Erasure coding is a method for fault tolerance. Compared with replication, this method stores data persistently and saves a lot of space. RAID (Redundant Array of Independent Disks) uses erasure coding. Erasure coding works by dividing files into small pieces and storing them on various disks. For each strip of the original data set, a certain number of parity cells are calculated and stored. If any machine fails, the block can be recovered from the parity unit. Erasure coding reduces storage up to 50%.

There are two algorithms available in Erasure Coding:

I) XOR Algorithm (Simple EC Algorithm)

This is the simplest implementation of HDFS Erasure Coding. Let’s assume X and Y are data cells; the parity cell is the XOR of these two data cells.

Fig 7. Erasure Coding example using XOR Algorithm

Here, data durability is 1 as if can handle 1 simultaneous failure and storage efficiency is 75% (as we are using only one extra block, i.e. 3/4).

X ⊕ Y is XOR by which only one parity bit is generated and if any bit is lost, it can be recovered by the remaining data cells and a parity bit. It is very limited since it produces one parity bit, so XOR operations can tolerate only one failure with n group size but we get the benefit of better storage efficiency by using XOR algorithm.

II) Reed-Solomon Algorithm (Improved EC Algorithm)

The limitation of XOR operations is solved by improved EC algorithm, commonly known as the Reed-Solomon algorithm. Reed-Solomon uses linear algebra operations to generate multiple parity cells where, instead of getting only one fault tolerance at a time, we can tolerate multiple failures per group. It works by multiplying a Generator Matrix (GT) with d data cells to generate codeword with d data cells and p parity cells. In Reed-Solomon, fault tolerance is up to p, i.e. (number of parity cells) cells and storage efficiency is d/d+p where d is data cells and p is parity cells.
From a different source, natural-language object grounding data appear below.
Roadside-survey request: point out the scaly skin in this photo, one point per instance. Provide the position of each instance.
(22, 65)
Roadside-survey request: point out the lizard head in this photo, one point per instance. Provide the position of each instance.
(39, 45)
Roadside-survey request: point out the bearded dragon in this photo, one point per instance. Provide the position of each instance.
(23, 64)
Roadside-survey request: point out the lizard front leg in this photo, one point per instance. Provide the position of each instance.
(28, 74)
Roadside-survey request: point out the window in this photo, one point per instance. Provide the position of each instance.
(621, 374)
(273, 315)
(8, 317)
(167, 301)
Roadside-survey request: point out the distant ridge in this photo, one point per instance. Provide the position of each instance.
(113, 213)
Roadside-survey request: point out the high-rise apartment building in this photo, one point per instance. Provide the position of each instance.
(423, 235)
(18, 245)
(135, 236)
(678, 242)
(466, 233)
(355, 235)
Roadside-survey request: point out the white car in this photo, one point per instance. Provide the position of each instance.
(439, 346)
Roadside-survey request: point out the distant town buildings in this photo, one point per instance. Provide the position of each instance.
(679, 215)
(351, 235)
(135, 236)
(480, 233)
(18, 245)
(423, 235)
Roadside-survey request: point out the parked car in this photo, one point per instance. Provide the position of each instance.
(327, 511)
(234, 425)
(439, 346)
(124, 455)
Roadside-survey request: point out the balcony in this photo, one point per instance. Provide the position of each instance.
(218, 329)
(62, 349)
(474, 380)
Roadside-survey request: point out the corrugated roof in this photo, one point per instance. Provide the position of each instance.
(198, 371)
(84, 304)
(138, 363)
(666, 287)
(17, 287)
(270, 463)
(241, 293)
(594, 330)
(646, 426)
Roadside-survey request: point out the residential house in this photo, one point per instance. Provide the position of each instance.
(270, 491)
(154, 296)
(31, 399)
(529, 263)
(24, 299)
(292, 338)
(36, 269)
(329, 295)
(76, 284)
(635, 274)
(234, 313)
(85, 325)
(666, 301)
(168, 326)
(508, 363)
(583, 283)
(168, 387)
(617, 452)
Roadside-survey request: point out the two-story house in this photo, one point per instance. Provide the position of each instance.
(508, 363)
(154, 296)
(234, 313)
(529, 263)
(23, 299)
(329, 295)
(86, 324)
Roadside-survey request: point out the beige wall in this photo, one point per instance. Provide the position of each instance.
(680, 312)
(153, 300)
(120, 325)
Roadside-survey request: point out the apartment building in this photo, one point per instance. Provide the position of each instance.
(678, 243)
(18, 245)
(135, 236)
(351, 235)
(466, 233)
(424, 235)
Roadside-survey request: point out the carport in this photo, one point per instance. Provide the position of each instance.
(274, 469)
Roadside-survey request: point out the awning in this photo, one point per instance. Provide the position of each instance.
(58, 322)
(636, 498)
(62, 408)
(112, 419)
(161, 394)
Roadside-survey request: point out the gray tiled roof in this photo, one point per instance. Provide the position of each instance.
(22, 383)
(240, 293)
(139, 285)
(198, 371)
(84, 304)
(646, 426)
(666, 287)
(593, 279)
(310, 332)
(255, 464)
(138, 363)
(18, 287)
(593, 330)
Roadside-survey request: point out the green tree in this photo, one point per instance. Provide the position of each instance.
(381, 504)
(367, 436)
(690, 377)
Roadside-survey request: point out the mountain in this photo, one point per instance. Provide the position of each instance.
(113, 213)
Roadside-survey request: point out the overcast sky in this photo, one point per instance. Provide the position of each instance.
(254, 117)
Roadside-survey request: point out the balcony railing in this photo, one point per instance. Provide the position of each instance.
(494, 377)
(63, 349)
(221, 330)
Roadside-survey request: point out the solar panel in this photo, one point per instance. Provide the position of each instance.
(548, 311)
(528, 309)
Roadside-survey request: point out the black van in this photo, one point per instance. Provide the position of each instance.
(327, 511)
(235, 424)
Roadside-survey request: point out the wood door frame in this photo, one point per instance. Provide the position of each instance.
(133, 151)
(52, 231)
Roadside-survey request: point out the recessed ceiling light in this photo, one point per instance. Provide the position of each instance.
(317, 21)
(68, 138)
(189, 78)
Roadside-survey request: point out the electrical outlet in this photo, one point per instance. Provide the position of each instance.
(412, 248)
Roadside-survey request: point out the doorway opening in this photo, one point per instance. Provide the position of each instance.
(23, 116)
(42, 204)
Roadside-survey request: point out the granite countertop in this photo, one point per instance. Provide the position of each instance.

Fig 8. Erasure Coding example using Reed-Solomon Algorithm

In this particular example, when you look at the codeword, 6 (blue cells) are the actual data cells and 3 (red cells) are the parity cells, which are simply obtained by multiplying our data cells to generation matrix. Storage failure can be recovered by multiplying the inverse of generator matrix with the extended code words as long as k out of k+m cells are available. Therefore, data durability is 3 (as it can handle two simultaneous failures), storage efficiency is 67% (as we are using only one extra block, i.e. 6/9), and we only need to store half the number of cells compared to the original number of cells. We can conclude that we also have only 50% overhead in it.

Conclusion

In spite of some of the failures and breakdown of NameNode, Hadoop provides better way of handling fault tolerance. In this article, firstly, we saw the factors which resulted in the emergence of big data and the drawbacks of the old technology for storing and processing it. After that, we have seen the main components of HDFS and its functions. We have enlisted two different mechanisms to achieve fault tolerance in Hadoop and also explained them with suitable examples. We also discussed the advantages of Erasure Coding over Replication Mechanism. Fault tolerance is of great importance for Big Data Systems.